A man US prosecutors describe as a central figure in a sweeping scheme to steal federal money meant to feed hungry children has been arrested in Somalia, ending nearly four years on the run.
Caught in Mogadishu
Abdikerm Abdelahi Eidleh, 42, of Burnsville, Minnesota, was taken into custody in Mogadishu on June 25, the U.S. Department of Justice said. The FBI coordinated the operation with Somalia's national intelligence agency, Al Jazeera reported — an unusual case of direct cooperation between US and Somali authorities on a domestic fraud matter. Eidleh had been charged in 2022 but, prosecutors say, had already left the country before the indictment was unsealed.
The Feeding Our Future case
The charges stem from the collapse of Feeding Our Future, a Minnesota nonprofit that was authorized to distribute federal child-nutrition funds during the COVID-19 pandemic. Prosecutors allege that participants exploited that role to invent hundreds of meal sites claiming to feed children who, in many cases, were never served. In total, the scheme allegedly diverted about $250 million in taxpayer money, CBS News reported, making it one of the largest pandemic-relief frauds the Justice Department has prosecuted.
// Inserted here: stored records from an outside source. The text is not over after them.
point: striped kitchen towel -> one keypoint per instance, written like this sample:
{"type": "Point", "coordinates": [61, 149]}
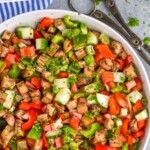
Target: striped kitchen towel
{"type": "Point", "coordinates": [10, 8]}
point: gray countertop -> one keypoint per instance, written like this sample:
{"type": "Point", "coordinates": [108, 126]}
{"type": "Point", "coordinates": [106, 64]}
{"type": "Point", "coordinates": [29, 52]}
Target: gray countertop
{"type": "Point", "coordinates": [128, 8]}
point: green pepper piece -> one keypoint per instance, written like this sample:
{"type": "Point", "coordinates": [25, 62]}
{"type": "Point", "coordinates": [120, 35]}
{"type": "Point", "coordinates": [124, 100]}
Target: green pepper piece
{"type": "Point", "coordinates": [35, 132]}
{"type": "Point", "coordinates": [89, 60]}
{"type": "Point", "coordinates": [135, 146]}
{"type": "Point", "coordinates": [69, 23]}
{"type": "Point", "coordinates": [58, 39]}
{"type": "Point", "coordinates": [1, 64]}
{"type": "Point", "coordinates": [14, 72]}
{"type": "Point", "coordinates": [125, 147]}
{"type": "Point", "coordinates": [117, 88]}
{"type": "Point", "coordinates": [91, 131]}
{"type": "Point", "coordinates": [79, 41]}
{"type": "Point", "coordinates": [104, 38]}
{"type": "Point", "coordinates": [83, 28]}
{"type": "Point", "coordinates": [80, 94]}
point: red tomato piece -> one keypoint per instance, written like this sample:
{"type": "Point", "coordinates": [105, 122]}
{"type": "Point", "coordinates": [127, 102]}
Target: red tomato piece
{"type": "Point", "coordinates": [114, 108]}
{"type": "Point", "coordinates": [105, 147]}
{"type": "Point", "coordinates": [32, 118]}
{"type": "Point", "coordinates": [63, 74]}
{"type": "Point", "coordinates": [121, 100]}
{"type": "Point", "coordinates": [58, 141]}
{"type": "Point", "coordinates": [107, 77]}
{"type": "Point", "coordinates": [46, 22]}
{"type": "Point", "coordinates": [138, 106]}
{"type": "Point", "coordinates": [27, 51]}
{"type": "Point", "coordinates": [139, 84]}
{"type": "Point", "coordinates": [74, 122]}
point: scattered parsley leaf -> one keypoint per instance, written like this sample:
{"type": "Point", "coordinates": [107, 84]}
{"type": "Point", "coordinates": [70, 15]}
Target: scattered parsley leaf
{"type": "Point", "coordinates": [133, 22]}
{"type": "Point", "coordinates": [146, 40]}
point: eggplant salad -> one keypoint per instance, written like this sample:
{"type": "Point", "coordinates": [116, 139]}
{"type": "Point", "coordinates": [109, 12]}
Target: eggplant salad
{"type": "Point", "coordinates": [67, 87]}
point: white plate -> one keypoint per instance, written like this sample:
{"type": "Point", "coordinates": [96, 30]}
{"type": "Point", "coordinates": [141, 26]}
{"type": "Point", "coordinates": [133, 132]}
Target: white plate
{"type": "Point", "coordinates": [32, 18]}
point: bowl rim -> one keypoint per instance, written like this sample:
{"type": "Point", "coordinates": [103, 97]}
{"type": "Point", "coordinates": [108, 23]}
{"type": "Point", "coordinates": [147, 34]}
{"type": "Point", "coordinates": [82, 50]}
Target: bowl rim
{"type": "Point", "coordinates": [5, 23]}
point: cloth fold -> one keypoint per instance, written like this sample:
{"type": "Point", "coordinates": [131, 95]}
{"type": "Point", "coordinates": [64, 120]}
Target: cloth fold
{"type": "Point", "coordinates": [11, 8]}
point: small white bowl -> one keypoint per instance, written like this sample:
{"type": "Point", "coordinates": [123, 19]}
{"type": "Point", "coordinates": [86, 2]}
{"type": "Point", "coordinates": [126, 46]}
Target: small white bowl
{"type": "Point", "coordinates": [32, 18]}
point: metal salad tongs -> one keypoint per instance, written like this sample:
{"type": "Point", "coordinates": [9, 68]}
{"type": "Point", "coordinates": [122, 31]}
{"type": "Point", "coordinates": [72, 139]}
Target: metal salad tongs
{"type": "Point", "coordinates": [129, 35]}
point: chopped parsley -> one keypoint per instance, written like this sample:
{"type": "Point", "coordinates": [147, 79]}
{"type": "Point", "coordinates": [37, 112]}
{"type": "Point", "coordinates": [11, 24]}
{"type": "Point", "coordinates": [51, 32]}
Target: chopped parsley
{"type": "Point", "coordinates": [146, 40]}
{"type": "Point", "coordinates": [133, 22]}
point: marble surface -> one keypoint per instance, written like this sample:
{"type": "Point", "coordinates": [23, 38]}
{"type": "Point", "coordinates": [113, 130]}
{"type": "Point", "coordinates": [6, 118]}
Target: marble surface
{"type": "Point", "coordinates": [128, 8]}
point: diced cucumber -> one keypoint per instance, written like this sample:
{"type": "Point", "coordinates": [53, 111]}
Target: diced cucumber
{"type": "Point", "coordinates": [63, 96]}
{"type": "Point", "coordinates": [52, 134]}
{"type": "Point", "coordinates": [41, 43]}
{"type": "Point", "coordinates": [104, 38]}
{"type": "Point", "coordinates": [61, 83]}
{"type": "Point", "coordinates": [21, 44]}
{"type": "Point", "coordinates": [91, 99]}
{"type": "Point", "coordinates": [134, 96]}
{"type": "Point", "coordinates": [119, 77]}
{"type": "Point", "coordinates": [25, 32]}
{"type": "Point", "coordinates": [92, 88]}
{"type": "Point", "coordinates": [83, 28]}
{"type": "Point", "coordinates": [90, 50]}
{"type": "Point", "coordinates": [142, 115]}
{"type": "Point", "coordinates": [9, 99]}
{"type": "Point", "coordinates": [58, 39]}
{"type": "Point", "coordinates": [92, 39]}
{"type": "Point", "coordinates": [102, 100]}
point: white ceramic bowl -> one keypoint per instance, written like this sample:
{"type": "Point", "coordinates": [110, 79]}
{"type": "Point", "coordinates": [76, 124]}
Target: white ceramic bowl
{"type": "Point", "coordinates": [32, 18]}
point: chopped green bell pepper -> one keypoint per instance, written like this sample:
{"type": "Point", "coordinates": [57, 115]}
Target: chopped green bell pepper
{"type": "Point", "coordinates": [35, 132]}
{"type": "Point", "coordinates": [91, 131]}
{"type": "Point", "coordinates": [79, 41]}
{"type": "Point", "coordinates": [69, 23]}
{"type": "Point", "coordinates": [14, 72]}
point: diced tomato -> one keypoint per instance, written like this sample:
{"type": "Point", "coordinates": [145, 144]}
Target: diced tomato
{"type": "Point", "coordinates": [32, 118]}
{"type": "Point", "coordinates": [58, 142]}
{"type": "Point", "coordinates": [74, 122]}
{"type": "Point", "coordinates": [121, 100]}
{"type": "Point", "coordinates": [128, 60]}
{"type": "Point", "coordinates": [141, 124]}
{"type": "Point", "coordinates": [35, 81]}
{"type": "Point", "coordinates": [121, 64]}
{"type": "Point", "coordinates": [74, 88]}
{"type": "Point", "coordinates": [111, 84]}
{"type": "Point", "coordinates": [30, 142]}
{"type": "Point", "coordinates": [29, 84]}
{"type": "Point", "coordinates": [139, 84]}
{"type": "Point", "coordinates": [114, 108]}
{"type": "Point", "coordinates": [130, 139]}
{"type": "Point", "coordinates": [105, 147]}
{"type": "Point", "coordinates": [45, 142]}
{"type": "Point", "coordinates": [107, 77]}
{"type": "Point", "coordinates": [125, 126]}
{"type": "Point", "coordinates": [24, 106]}
{"type": "Point", "coordinates": [103, 51]}
{"type": "Point", "coordinates": [138, 134]}
{"type": "Point", "coordinates": [138, 106]}
{"type": "Point", "coordinates": [105, 93]}
{"type": "Point", "coordinates": [46, 127]}
{"type": "Point", "coordinates": [63, 74]}
{"type": "Point", "coordinates": [37, 34]}
{"type": "Point", "coordinates": [27, 51]}
{"type": "Point", "coordinates": [12, 58]}
{"type": "Point", "coordinates": [46, 22]}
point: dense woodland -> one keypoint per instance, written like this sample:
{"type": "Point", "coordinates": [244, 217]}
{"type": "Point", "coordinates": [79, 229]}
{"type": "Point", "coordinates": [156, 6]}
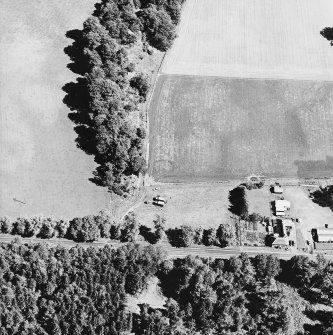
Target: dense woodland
{"type": "Point", "coordinates": [92, 227]}
{"type": "Point", "coordinates": [110, 89]}
{"type": "Point", "coordinates": [84, 291]}
{"type": "Point", "coordinates": [323, 197]}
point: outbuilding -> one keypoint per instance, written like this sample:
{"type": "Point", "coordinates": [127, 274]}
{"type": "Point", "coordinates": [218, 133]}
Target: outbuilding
{"type": "Point", "coordinates": [281, 206]}
{"type": "Point", "coordinates": [280, 242]}
{"type": "Point", "coordinates": [325, 235]}
{"type": "Point", "coordinates": [277, 189]}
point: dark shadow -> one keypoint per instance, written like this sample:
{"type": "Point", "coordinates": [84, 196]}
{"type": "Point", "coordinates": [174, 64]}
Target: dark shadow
{"type": "Point", "coordinates": [328, 34]}
{"type": "Point", "coordinates": [324, 322]}
{"type": "Point", "coordinates": [238, 203]}
{"type": "Point", "coordinates": [269, 239]}
{"type": "Point", "coordinates": [315, 168]}
{"type": "Point", "coordinates": [175, 237]}
{"type": "Point", "coordinates": [86, 139]}
{"type": "Point", "coordinates": [75, 52]}
{"type": "Point", "coordinates": [147, 234]}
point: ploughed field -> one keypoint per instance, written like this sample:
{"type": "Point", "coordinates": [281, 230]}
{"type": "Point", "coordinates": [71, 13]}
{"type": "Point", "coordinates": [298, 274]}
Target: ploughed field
{"type": "Point", "coordinates": [253, 38]}
{"type": "Point", "coordinates": [210, 128]}
{"type": "Point", "coordinates": [246, 88]}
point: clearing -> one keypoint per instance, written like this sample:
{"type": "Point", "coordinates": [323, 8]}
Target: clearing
{"type": "Point", "coordinates": [209, 128]}
{"type": "Point", "coordinates": [40, 164]}
{"type": "Point", "coordinates": [253, 39]}
{"type": "Point", "coordinates": [310, 214]}
{"type": "Point", "coordinates": [201, 204]}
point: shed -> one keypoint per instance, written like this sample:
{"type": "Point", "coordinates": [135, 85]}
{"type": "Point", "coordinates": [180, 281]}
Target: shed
{"type": "Point", "coordinates": [325, 235]}
{"type": "Point", "coordinates": [324, 246]}
{"type": "Point", "coordinates": [277, 189]}
{"type": "Point", "coordinates": [281, 206]}
{"type": "Point", "coordinates": [280, 242]}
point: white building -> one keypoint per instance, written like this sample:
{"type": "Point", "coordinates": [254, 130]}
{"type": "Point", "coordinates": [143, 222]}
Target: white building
{"type": "Point", "coordinates": [281, 206]}
{"type": "Point", "coordinates": [325, 235]}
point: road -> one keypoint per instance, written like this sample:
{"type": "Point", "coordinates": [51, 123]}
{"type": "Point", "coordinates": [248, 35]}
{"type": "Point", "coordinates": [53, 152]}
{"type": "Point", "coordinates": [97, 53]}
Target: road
{"type": "Point", "coordinates": [172, 252]}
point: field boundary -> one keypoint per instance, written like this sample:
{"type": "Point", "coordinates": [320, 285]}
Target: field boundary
{"type": "Point", "coordinates": [245, 78]}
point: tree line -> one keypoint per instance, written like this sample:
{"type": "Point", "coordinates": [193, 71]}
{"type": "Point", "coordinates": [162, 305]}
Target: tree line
{"type": "Point", "coordinates": [92, 227]}
{"type": "Point", "coordinates": [109, 89]}
{"type": "Point", "coordinates": [47, 290]}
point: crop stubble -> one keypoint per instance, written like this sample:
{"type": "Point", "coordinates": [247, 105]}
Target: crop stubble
{"type": "Point", "coordinates": [253, 39]}
{"type": "Point", "coordinates": [208, 128]}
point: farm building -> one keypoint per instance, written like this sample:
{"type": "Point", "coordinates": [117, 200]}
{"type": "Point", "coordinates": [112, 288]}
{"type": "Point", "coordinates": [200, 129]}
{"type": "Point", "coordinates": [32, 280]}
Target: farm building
{"type": "Point", "coordinates": [326, 248]}
{"type": "Point", "coordinates": [277, 189]}
{"type": "Point", "coordinates": [325, 235]}
{"type": "Point", "coordinates": [287, 227]}
{"type": "Point", "coordinates": [280, 242]}
{"type": "Point", "coordinates": [281, 206]}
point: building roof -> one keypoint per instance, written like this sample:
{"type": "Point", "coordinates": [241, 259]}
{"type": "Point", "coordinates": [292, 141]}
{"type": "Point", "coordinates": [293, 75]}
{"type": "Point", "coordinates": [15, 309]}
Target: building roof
{"type": "Point", "coordinates": [288, 223]}
{"type": "Point", "coordinates": [278, 189]}
{"type": "Point", "coordinates": [325, 231]}
{"type": "Point", "coordinates": [280, 241]}
{"type": "Point", "coordinates": [281, 205]}
{"type": "Point", "coordinates": [324, 246]}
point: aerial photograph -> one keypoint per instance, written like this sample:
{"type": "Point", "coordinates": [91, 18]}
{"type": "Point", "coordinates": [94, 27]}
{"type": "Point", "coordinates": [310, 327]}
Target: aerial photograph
{"type": "Point", "coordinates": [166, 167]}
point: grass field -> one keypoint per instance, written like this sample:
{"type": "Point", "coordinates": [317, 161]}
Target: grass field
{"type": "Point", "coordinates": [208, 128]}
{"type": "Point", "coordinates": [203, 204]}
{"type": "Point", "coordinates": [40, 164]}
{"type": "Point", "coordinates": [253, 38]}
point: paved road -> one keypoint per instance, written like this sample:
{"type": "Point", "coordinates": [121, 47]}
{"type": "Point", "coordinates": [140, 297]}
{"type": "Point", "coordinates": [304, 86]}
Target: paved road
{"type": "Point", "coordinates": [200, 250]}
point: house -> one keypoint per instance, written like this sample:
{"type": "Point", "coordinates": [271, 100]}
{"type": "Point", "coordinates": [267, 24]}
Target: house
{"type": "Point", "coordinates": [325, 235]}
{"type": "Point", "coordinates": [277, 189]}
{"type": "Point", "coordinates": [324, 248]}
{"type": "Point", "coordinates": [280, 242]}
{"type": "Point", "coordinates": [281, 206]}
{"type": "Point", "coordinates": [287, 227]}
{"type": "Point", "coordinates": [159, 198]}
{"type": "Point", "coordinates": [158, 203]}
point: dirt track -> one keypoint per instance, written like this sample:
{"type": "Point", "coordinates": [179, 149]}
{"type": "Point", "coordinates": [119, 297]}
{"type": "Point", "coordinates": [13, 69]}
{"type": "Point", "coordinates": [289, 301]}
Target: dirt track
{"type": "Point", "coordinates": [172, 252]}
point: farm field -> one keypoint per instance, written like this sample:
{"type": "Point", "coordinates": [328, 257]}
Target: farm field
{"type": "Point", "coordinates": [311, 215]}
{"type": "Point", "coordinates": [259, 201]}
{"type": "Point", "coordinates": [201, 204]}
{"type": "Point", "coordinates": [208, 128]}
{"type": "Point", "coordinates": [253, 39]}
{"type": "Point", "coordinates": [40, 164]}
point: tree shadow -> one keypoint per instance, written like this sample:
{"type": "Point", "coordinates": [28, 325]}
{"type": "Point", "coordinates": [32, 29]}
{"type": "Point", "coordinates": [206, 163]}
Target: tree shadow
{"type": "Point", "coordinates": [327, 33]}
{"type": "Point", "coordinates": [325, 319]}
{"type": "Point", "coordinates": [75, 51]}
{"type": "Point", "coordinates": [147, 234]}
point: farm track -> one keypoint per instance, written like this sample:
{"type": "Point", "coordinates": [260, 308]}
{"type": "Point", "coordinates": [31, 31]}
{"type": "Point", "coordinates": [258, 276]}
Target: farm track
{"type": "Point", "coordinates": [202, 251]}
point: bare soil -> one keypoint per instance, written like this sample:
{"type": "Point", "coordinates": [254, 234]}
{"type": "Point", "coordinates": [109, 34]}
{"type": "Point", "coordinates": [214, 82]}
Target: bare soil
{"type": "Point", "coordinates": [253, 39]}
{"type": "Point", "coordinates": [208, 129]}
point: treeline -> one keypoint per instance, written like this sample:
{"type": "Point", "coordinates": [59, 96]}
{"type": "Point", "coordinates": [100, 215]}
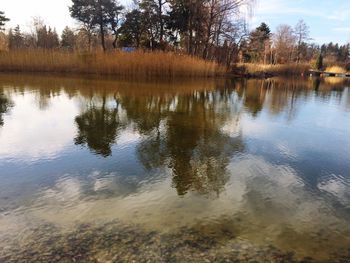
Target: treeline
{"type": "Point", "coordinates": [288, 45]}
{"type": "Point", "coordinates": [209, 29]}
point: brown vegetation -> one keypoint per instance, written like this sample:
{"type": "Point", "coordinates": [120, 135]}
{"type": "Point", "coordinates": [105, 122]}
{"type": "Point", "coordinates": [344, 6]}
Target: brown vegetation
{"type": "Point", "coordinates": [256, 69]}
{"type": "Point", "coordinates": [136, 64]}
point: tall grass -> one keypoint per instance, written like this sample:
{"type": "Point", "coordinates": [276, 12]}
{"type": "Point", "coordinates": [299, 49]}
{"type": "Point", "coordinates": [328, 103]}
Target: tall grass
{"type": "Point", "coordinates": [129, 65]}
{"type": "Point", "coordinates": [336, 69]}
{"type": "Point", "coordinates": [275, 70]}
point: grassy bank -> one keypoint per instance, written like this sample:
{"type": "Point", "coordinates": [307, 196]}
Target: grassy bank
{"type": "Point", "coordinates": [129, 65]}
{"type": "Point", "coordinates": [261, 70]}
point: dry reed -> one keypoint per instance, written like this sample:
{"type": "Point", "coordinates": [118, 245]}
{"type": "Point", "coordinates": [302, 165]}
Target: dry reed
{"type": "Point", "coordinates": [275, 70]}
{"type": "Point", "coordinates": [336, 69]}
{"type": "Point", "coordinates": [129, 65]}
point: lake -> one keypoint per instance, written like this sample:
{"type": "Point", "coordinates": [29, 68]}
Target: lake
{"type": "Point", "coordinates": [179, 171]}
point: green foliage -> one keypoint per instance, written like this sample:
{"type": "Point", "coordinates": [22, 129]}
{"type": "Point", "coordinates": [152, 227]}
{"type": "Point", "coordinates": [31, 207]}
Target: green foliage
{"type": "Point", "coordinates": [98, 15]}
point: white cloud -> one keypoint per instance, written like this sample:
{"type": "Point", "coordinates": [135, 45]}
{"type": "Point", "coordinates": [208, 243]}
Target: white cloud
{"type": "Point", "coordinates": [30, 134]}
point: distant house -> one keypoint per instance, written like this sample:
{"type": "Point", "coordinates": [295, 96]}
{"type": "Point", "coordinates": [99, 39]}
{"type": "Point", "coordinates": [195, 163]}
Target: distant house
{"type": "Point", "coordinates": [128, 49]}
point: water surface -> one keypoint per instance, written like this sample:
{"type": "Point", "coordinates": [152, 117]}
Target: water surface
{"type": "Point", "coordinates": [209, 170]}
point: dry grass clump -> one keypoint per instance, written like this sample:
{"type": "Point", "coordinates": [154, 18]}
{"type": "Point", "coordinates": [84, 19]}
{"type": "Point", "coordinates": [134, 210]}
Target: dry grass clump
{"type": "Point", "coordinates": [336, 69]}
{"type": "Point", "coordinates": [130, 65]}
{"type": "Point", "coordinates": [279, 69]}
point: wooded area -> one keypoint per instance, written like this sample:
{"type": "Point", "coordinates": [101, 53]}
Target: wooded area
{"type": "Point", "coordinates": [209, 29]}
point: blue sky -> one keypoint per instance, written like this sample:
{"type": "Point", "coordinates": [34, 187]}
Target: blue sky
{"type": "Point", "coordinates": [329, 20]}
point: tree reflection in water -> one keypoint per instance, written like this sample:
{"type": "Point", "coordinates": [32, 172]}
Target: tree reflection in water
{"type": "Point", "coordinates": [5, 105]}
{"type": "Point", "coordinates": [182, 126]}
{"type": "Point", "coordinates": [98, 127]}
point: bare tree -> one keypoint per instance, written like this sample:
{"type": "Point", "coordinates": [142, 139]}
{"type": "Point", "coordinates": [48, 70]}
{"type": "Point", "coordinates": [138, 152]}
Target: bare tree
{"type": "Point", "coordinates": [284, 43]}
{"type": "Point", "coordinates": [302, 33]}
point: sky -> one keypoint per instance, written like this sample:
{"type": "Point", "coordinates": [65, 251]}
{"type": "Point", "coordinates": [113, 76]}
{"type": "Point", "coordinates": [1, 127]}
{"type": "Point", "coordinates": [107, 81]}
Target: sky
{"type": "Point", "coordinates": [329, 20]}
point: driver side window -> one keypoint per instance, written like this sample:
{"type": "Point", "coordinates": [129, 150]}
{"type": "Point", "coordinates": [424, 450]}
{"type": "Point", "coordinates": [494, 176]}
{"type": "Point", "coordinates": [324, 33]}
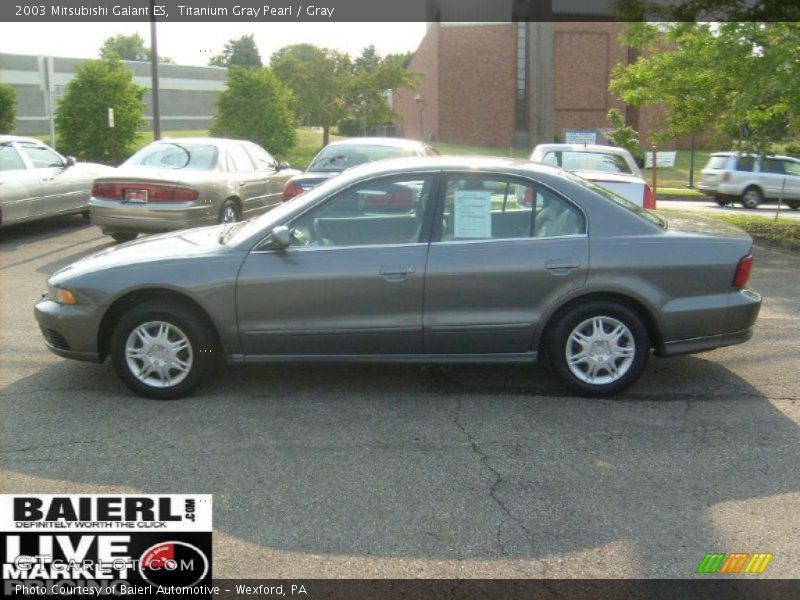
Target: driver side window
{"type": "Point", "coordinates": [386, 211]}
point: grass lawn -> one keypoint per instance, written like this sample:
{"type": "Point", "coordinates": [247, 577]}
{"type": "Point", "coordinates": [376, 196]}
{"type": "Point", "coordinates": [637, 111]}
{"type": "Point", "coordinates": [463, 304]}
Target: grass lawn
{"type": "Point", "coordinates": [783, 234]}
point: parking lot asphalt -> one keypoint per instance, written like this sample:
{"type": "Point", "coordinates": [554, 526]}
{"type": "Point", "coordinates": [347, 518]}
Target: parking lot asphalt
{"type": "Point", "coordinates": [387, 471]}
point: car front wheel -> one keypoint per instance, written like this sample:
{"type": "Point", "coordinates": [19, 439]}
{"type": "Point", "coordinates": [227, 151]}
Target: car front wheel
{"type": "Point", "coordinates": [599, 348]}
{"type": "Point", "coordinates": [162, 351]}
{"type": "Point", "coordinates": [752, 197]}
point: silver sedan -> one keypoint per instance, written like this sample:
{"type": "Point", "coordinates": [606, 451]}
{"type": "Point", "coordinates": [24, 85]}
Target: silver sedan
{"type": "Point", "coordinates": [425, 260]}
{"type": "Point", "coordinates": [187, 182]}
{"type": "Point", "coordinates": [36, 182]}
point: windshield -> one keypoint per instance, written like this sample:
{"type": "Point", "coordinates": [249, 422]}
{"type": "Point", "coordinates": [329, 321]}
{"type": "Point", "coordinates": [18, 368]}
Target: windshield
{"type": "Point", "coordinates": [338, 157]}
{"type": "Point", "coordinates": [588, 161]}
{"type": "Point", "coordinates": [647, 215]}
{"type": "Point", "coordinates": [171, 155]}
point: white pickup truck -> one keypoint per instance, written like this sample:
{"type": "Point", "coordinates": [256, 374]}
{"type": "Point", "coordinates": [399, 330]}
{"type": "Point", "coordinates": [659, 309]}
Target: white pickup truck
{"type": "Point", "coordinates": [608, 166]}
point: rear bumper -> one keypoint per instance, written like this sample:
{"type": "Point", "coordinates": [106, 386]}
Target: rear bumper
{"type": "Point", "coordinates": [70, 331]}
{"type": "Point", "coordinates": [741, 315]}
{"type": "Point", "coordinates": [116, 217]}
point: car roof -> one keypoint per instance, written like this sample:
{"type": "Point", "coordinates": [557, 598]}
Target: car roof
{"type": "Point", "coordinates": [380, 141]}
{"type": "Point", "coordinates": [453, 163]}
{"type": "Point", "coordinates": [19, 138]}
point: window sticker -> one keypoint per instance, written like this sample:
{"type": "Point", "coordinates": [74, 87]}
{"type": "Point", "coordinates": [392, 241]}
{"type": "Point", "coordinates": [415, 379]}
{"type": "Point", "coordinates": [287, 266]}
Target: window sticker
{"type": "Point", "coordinates": [473, 214]}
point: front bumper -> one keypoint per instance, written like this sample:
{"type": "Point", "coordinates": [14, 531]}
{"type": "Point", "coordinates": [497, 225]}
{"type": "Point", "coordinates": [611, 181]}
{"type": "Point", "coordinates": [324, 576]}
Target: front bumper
{"type": "Point", "coordinates": [118, 217]}
{"type": "Point", "coordinates": [70, 331]}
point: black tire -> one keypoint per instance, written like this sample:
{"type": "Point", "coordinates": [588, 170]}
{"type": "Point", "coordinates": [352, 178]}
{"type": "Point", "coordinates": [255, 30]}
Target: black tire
{"type": "Point", "coordinates": [606, 356]}
{"type": "Point", "coordinates": [229, 212]}
{"type": "Point", "coordinates": [752, 197]}
{"type": "Point", "coordinates": [121, 238]}
{"type": "Point", "coordinates": [130, 353]}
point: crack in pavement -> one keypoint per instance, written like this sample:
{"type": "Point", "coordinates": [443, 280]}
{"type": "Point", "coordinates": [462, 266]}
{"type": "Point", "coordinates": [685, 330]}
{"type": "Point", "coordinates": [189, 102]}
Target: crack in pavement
{"type": "Point", "coordinates": [485, 461]}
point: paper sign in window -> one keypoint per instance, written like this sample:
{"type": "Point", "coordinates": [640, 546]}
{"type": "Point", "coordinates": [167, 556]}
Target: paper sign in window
{"type": "Point", "coordinates": [473, 214]}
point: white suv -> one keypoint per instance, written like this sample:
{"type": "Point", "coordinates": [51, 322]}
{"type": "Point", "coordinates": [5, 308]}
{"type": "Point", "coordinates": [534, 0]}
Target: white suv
{"type": "Point", "coordinates": [751, 179]}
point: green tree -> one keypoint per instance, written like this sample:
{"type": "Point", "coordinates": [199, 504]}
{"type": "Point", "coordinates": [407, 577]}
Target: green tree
{"type": "Point", "coordinates": [372, 77]}
{"type": "Point", "coordinates": [624, 136]}
{"type": "Point", "coordinates": [256, 106]}
{"type": "Point", "coordinates": [241, 52]}
{"type": "Point", "coordinates": [8, 108]}
{"type": "Point", "coordinates": [82, 114]}
{"type": "Point", "coordinates": [319, 79]}
{"type": "Point", "coordinates": [129, 47]}
{"type": "Point", "coordinates": [741, 78]}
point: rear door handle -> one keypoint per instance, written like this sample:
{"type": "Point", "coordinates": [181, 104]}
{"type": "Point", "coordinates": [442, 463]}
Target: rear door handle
{"type": "Point", "coordinates": [562, 266]}
{"type": "Point", "coordinates": [396, 273]}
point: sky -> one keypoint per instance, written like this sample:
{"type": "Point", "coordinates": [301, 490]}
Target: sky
{"type": "Point", "coordinates": [196, 43]}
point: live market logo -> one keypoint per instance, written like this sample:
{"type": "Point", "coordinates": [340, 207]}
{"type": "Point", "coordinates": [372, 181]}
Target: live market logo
{"type": "Point", "coordinates": [110, 544]}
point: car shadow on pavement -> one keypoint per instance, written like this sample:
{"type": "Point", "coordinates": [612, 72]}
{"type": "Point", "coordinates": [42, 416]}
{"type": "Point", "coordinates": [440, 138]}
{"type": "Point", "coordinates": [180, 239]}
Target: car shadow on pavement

The case has already produced dozens of prosecutions. According to CBS News, 79 people have been charged in connection with Feeding Our Future, and 66 have been convicted or pleaded guilty. Aimee Bock, the nonprofit's executive director and the person prosecutors have called the scheme's architect, was convicted and sentenced to 40 years in federal prison.
What prosecutors allege Eidleh did
Eidleh faces a 31-count indictment. Prosecutors allege he recruited businesses to enroll as fraudulent meal sites under the nonprofit's umbrella, collected payments disguised as fees, and directed participants to inflate the number of meals claimed in reimbursement requests submitted to the state. They say more than $5 million in proceeds flowed into accounts tied to him.
US officials cast the arrest as proof that fleeing abroad offers no permanent refuge. The FBI's Minneapolis office said the case showed that distance would not shield those who defraud American taxpayers, and the US Attorney's Office described Eidleh as a key figure in recruiting businesses into the scheme.
What comes next
Authorities have not detailed how or when Eidleh will be transferred to the United States to face the charges. He is presumed innocent unless proven guilty, has not entered a plea, and his defense had not commented publicly. The arrest, coming nearly four years after the indictment, adds another chapter to a fraud case that has reshaped how Minnesota and federal agencies scrutinize pandemic-era nutrition programs.